A year of reviews

An SN&R reviewer gives kudos to some of the best stage productions of 2014

In addition to being one of our favorite shows of 2014, this press photo for Big Idea Theatre’s <i>The Exit Interview</i> was also one of the best we saw this year.

In addition to being one of our favorite shows of 2014, this press photo for Big Idea Theatre’s The Exit Interview was also one of the best we saw this year.

Photo by Yuri Tajiri

Our choice for best all-around season from a professional theater company is Capital Stage, for The Real Thing, Good People, Maple & Vine, Tribes and Anna Karenina. These are all classic examples of what happens when an artistic aesthetic with a strong contemporary bent meets traditionally top-notch production values—and you throw in some great acting. Oh, and a special thanks for the new décor in the patio room. We love the piano water fountain.

For best all-around community-theater season, we’d vote for Big Idea Theatre for When the Rain Stops, The Language Archive, The Submission (so good it got a special production at Capital Stage!), Inventing Van Gogh, The Exit Interview, and, yes, The Jungle Book. Even when doing a children’s story, this is a community theater that pulls out all the stops. In terms of the best value for your theater dollar, Big Idea is still the smartest buy in town.

Celebration Arts hit some high points in the usual places—August Wilson’s Jitney and Athol Fugard’s The Train Driver—but they also knocked our socks off with a poetic production of Toni Morrison’s The Bluest Eye.

New Helvetia Theatre gets kudos for Passion—Sondheim is hard, and they made it look easy—and for Connor Mickiewicz’s excellent turn in Song From an Unmade Bed. Along with those kudos, though, we’d like to put in a request for longer runs. Give us enough time to get there, please!

Green Valley Theatre Company gets the nod for community musical theater done edgy in a small but comfy space. A New Brain gave us a much-overlooked gem that features a frog on a scooter; their production of The Wild Party would give anyone a lost weekend; and The Light in the Piazza was breathtaking. They shouldn’t be a secret, so pass the word.

Sacramento’s oldest Latino theater company keeps the drama in their politics and does it well. They get a nod for Enslaved, about trafficking of impoverished Mexican women who are promised a new life in the U.S., then forced into sex work. It’s agitprop, but it’s good agitprop, and Teatro Espejo does it like nobody else.

Meanwhile, Sacramento’s newest Latino theater company, Teatro Nagual, translated Julia Alvarez’s wonderful novel about the Marisol sisters’ opposition to dictator Rafael Trujillo in the Dominican Republic into the wonderful In the Time of the Butterflies—excellent work.

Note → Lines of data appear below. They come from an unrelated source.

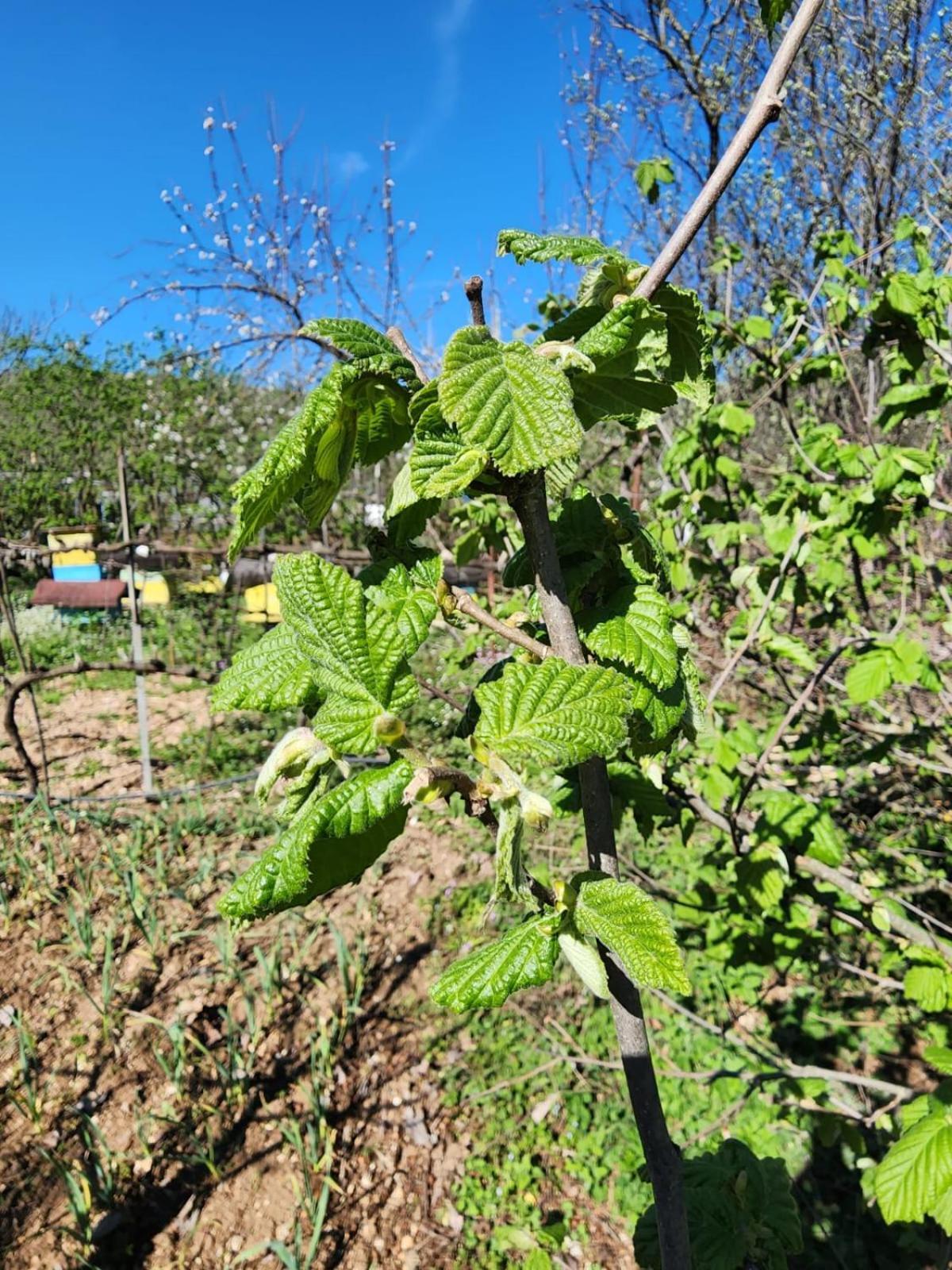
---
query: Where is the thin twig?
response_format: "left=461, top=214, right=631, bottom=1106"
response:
left=449, top=587, right=555, bottom=658
left=635, top=0, right=823, bottom=300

At B Street, highlights were a very bookish Provenance and an extremely funny Vanya and Sonia and Masha and Spike. Sacramento Theater Company’s Kate: The Unexamined Life of Katharine Hepburn gets kudos for an original script by Rick Foster and amazing work by Janis Stevens as the star. These two know how a one-hander ought to be done.

Then there was the ultimate in trimmed down: a four-handed Hamlet produced by Theater Galatea. The adaptation by P. Joshua Laskey was the sort of theatrical tour de force that reminds us why we love a live performance, and it’s also the sort of experiment we’d like to encourage.

At California Stage, Ray Tatar continues to keep things on point, “celebrating” the centenary of World War I with a masterful—if very long—production of Journey’s End, which served as a reminder that the more things change, the more they stay the same. Also noteworthy at Cal Stage were the revival of Rick Foster’s one-woman show, Love, Isadora, and a delightfully mad production of Marat/Sade (long form title: The Persecution and Assassination of Jean-Paul Marat as Performed by the Inmates of the Asylum of Charenton Under the Direction of the Marquis de Sade). Not only was it strangely funny, tragic and political; it also featured a cameo by Tatar himself.